In practice, most good workflows use both.

9.18 Exercises

Create a tidy edge table for a repressilator-like circuit with three repressors in a cycle.
Convert that table into a directed graph and confirm that it contains a directed cycle.
Add a tidy node table with metadata such as kind, host, or copy_number_class.
Write a function that returns all direct targets of a regulator.
Write a function that counts how many activating and repressing edges exist in a graph.
Build a dependency graph for a DBTL workflow and compute a valid topological order.
Export one of your graphs back into a tidy edge table and save it as CSV.

9.19 Recap

In this chapter, we introduced graph thinking for synthetic biology.

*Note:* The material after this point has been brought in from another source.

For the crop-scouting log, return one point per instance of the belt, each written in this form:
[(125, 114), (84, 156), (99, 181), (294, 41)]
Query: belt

The most important ideas are:

a graph contains nodes and edges
many biological relationships are naturally directed
tidy edge tables and node tables are the best default storage format
networkx lets us convert tidy tables into graph objects for analysis
graph objects help us inspect paths, cycles, feedback, motifs, and workflow dependencies
after graph analysis, we can move results back into tidy tables for further work

That final point matters a lot.

We are not replacing tidy data. We are extending it.

From here onward, when we deal with network structure, pathway logic, or design dependencies, we will still prefer tidy tables as the standard exchange format, and use graph objects as computational tools on top of them.